14 мая Марина принимала в своих покоях всех московских боярынь. Подробностей об этом приеме польские летописцы не сохранили.
15-го числа состоялось деловое совещание польских послов с князьями Димитрием Шуйским и Мосальским, Михаилом Татищевым и дьяками Власьевым и Грамотиным. Опираясь на обещание, данное Расстригою королю, послы требовали, чтобы царь отдал Польше Смоленск и княжество Северское, а также Новгород и Псков или, по крайней мере, часть этих земель и оказал бы ему ратную помощь для овладения Швецией. За это Сигизмунд обещал помогать ему в войне с турками. Далее послы настаивали, что, в случае бездетности царя, его престол должен перейти к польской короне, а пока в Московском государстве необходимо открыть костелы и завести школы и коллегии (иезуитские для детей). Им ответили, что царь вскоре сам будет говорить с ними про все эти дела.
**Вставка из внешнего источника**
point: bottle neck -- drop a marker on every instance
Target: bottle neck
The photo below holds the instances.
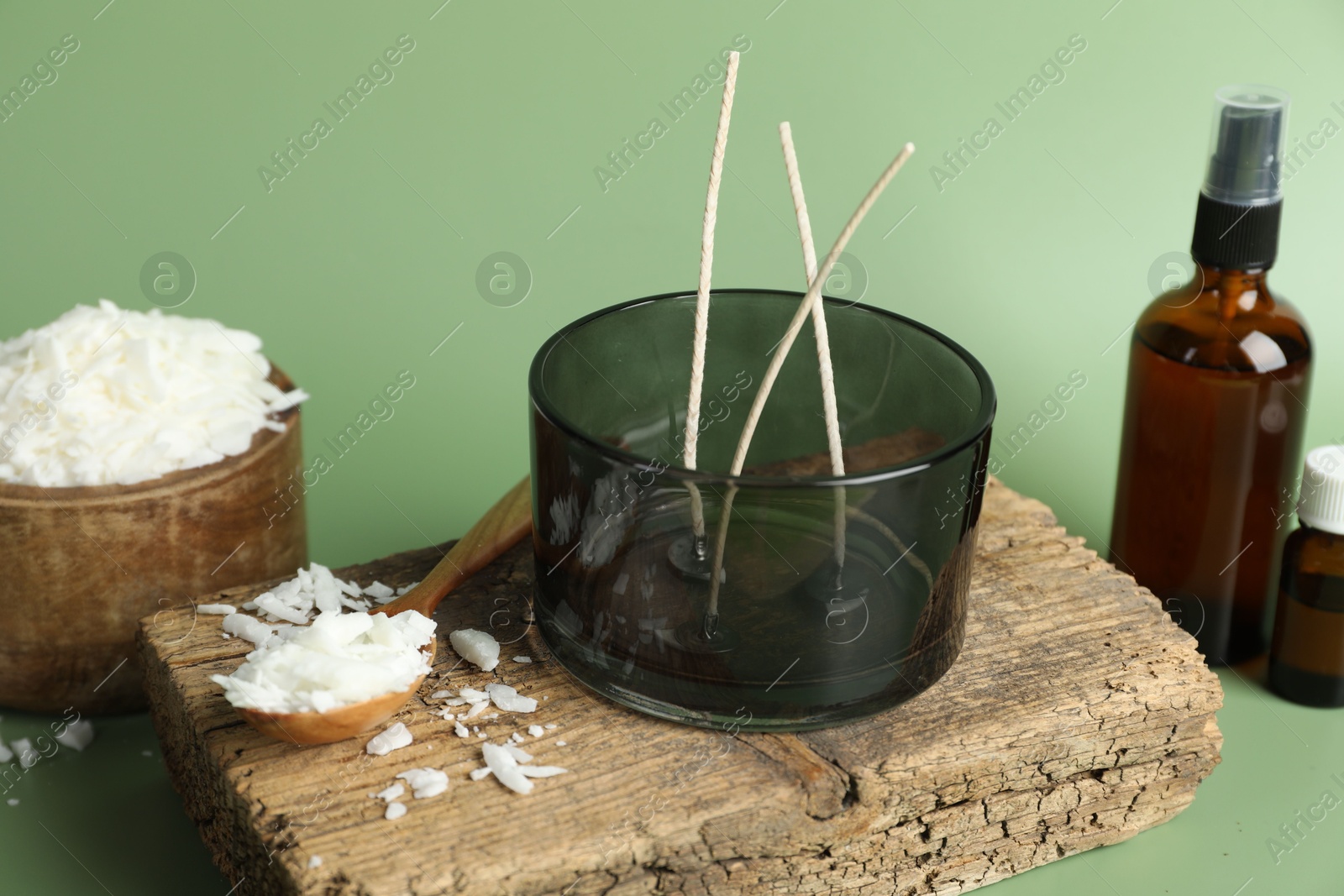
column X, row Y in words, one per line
column 1238, row 291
В ожидании же этих разговоров Лжедимитрий пригласил в тот же день Олесницкого на пир, устраиваемый для друзей Марины, уверяя его, что на нем «не будет ни цесаря, ни посла», а только одни друзья. «Но потом далеко иначе было», – говорит один поляк-очевидец.
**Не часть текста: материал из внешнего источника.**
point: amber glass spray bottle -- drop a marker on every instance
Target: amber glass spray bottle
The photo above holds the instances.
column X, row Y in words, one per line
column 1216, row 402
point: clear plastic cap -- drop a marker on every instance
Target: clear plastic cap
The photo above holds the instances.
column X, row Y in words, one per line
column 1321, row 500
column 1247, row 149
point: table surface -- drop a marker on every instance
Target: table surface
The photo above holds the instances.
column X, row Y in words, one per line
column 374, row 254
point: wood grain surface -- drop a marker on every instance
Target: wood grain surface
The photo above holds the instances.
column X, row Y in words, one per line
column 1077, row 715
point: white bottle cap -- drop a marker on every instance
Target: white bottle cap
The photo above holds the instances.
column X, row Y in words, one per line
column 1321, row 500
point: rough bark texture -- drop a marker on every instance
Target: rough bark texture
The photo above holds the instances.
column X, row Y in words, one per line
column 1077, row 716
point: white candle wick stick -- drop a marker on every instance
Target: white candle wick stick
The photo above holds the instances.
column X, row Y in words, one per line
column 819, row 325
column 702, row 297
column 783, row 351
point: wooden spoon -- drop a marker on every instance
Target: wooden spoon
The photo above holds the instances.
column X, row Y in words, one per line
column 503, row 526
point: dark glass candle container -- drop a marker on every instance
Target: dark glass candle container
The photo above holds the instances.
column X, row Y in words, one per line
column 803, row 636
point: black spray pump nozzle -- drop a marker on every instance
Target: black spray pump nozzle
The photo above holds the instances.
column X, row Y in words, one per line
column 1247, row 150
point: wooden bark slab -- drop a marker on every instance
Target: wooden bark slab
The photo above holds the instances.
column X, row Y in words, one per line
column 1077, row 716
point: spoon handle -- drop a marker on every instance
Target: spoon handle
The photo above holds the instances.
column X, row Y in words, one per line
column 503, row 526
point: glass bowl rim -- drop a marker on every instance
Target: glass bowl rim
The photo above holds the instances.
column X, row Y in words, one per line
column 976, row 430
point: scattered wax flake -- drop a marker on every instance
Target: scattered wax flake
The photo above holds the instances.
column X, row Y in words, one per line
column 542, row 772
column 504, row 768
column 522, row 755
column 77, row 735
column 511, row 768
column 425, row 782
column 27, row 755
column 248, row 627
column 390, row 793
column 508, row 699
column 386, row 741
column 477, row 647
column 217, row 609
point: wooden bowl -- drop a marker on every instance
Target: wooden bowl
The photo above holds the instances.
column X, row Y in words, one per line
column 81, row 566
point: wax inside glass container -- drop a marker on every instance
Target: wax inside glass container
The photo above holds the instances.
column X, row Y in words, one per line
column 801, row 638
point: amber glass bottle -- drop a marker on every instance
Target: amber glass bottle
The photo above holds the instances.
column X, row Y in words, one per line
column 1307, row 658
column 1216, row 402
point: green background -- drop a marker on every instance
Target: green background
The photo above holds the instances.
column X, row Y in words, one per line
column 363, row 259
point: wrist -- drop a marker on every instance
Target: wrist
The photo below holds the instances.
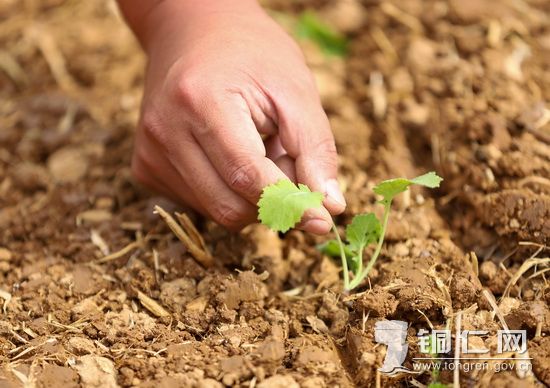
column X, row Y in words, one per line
column 156, row 23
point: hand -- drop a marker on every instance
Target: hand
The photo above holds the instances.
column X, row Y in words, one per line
column 221, row 75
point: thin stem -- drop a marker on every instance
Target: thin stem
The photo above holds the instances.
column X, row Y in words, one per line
column 359, row 261
column 356, row 281
column 343, row 257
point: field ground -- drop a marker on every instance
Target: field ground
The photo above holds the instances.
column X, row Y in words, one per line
column 460, row 87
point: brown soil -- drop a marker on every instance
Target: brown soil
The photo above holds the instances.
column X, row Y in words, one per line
column 466, row 91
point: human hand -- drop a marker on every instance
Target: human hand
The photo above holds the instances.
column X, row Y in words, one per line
column 220, row 76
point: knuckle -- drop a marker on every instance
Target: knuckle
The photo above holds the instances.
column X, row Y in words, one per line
column 228, row 216
column 189, row 91
column 326, row 152
column 152, row 126
column 243, row 176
После обеда Расстрига и Марина пустились в пляс; затем с ней начали танцевать и другие польские паны, а Лжедимитрий пошел переодеться. Между тем в палату стала набиваться прислуга находившихся в ней панов, чтобы взглянуть, как они веселятся. Марине это не понравилось, и, по словам пана Немоевского, «государыня» обратилась к трем своим приближенным со словами: «Скажите тем, которые сюда влезли, и их панам, чтобы они убирались, иначе я их велю отхлестать кнутами, да не единожды, а трижды». Это были единственные слова, которые дошли до нас от Марины, за время ее пребывания московской царицей. Они показывают нам ясно, насколько велика была «утонченная воспитанность» польских шляхтянок, которая, по словам Валишевского, «страдала от сношений с грубыми монахинями» Вознесенского монастыря.
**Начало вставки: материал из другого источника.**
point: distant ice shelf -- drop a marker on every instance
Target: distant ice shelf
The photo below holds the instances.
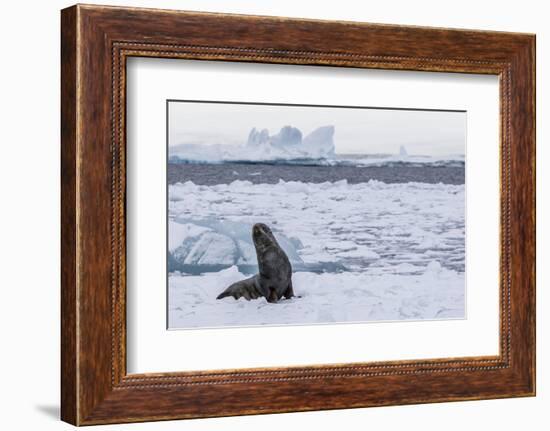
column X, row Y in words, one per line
column 287, row 144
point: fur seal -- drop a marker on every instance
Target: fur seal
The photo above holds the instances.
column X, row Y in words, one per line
column 274, row 279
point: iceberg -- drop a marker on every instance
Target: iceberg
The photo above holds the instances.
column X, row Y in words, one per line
column 219, row 243
column 286, row 145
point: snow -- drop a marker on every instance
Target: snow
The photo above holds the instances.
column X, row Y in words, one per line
column 287, row 144
column 323, row 298
column 360, row 252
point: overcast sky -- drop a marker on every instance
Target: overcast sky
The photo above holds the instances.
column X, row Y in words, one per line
column 365, row 131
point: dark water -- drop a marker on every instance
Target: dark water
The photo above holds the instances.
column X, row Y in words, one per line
column 211, row 174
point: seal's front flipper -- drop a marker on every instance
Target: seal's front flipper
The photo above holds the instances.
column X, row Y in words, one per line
column 289, row 293
column 241, row 289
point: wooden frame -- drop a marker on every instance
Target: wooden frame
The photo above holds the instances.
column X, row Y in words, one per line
column 95, row 43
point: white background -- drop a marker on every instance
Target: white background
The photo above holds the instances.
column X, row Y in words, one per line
column 153, row 349
column 29, row 227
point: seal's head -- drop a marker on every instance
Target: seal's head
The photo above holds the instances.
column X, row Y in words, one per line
column 263, row 237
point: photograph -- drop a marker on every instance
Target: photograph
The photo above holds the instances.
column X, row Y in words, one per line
column 287, row 214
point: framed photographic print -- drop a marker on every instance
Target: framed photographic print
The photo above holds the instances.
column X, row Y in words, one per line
column 317, row 215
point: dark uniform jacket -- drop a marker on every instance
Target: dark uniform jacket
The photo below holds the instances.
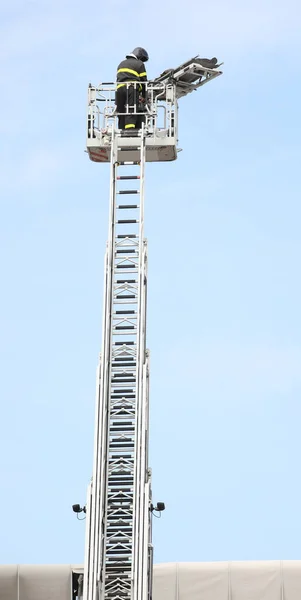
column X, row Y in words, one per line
column 131, row 70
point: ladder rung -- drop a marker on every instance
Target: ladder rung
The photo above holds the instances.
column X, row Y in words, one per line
column 131, row 236
column 122, row 456
column 126, row 266
column 125, row 221
column 121, row 396
column 128, row 177
column 128, row 192
column 126, row 297
column 124, row 206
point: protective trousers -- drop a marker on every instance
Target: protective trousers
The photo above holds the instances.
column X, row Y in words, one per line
column 127, row 101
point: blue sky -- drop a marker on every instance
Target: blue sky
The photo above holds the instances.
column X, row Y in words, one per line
column 224, row 327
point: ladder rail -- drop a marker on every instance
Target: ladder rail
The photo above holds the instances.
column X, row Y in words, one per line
column 117, row 560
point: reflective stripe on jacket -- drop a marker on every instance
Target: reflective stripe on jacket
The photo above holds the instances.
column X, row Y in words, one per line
column 131, row 70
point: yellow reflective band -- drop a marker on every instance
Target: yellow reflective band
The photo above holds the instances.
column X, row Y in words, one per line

Между тем в палату вернулся Расстрига; он скинул свое московское одеяние и явился теперь в красном польском жупане, богато вышитом зелеными и голубыми цветами и усыпанном жемчугом и бриллиантами. Самозванец взял Марину и начал с ней какой-то танец, в котором за ними должен был ухаживать пан Олесницкий. Олесницкий ухаживал, не снимая с головы своей венгерской шапочки – магерки, и вызвал тем сильный гнев царя: «Скажите всем, кто танцует в шапках, – крикнул он пану Стадницкому, – что с тех я буду снимать их вместе с головами». – «Смотрите, ваша милость, – сказал на это Олесницкий пану Немоевскому, снимая свою магерку, – господарь мне обещал, что тут не будет ни посла, ни цесаря, а теперь я вижу, что посла-то нет, но цесарь остался».
Пляски продолжались, но Расстрига зорко следил, чтобы никто не смел быть в шапках, и требовал, чтобы по окончании каждого танца посол и все гости кланялись ему в ноги.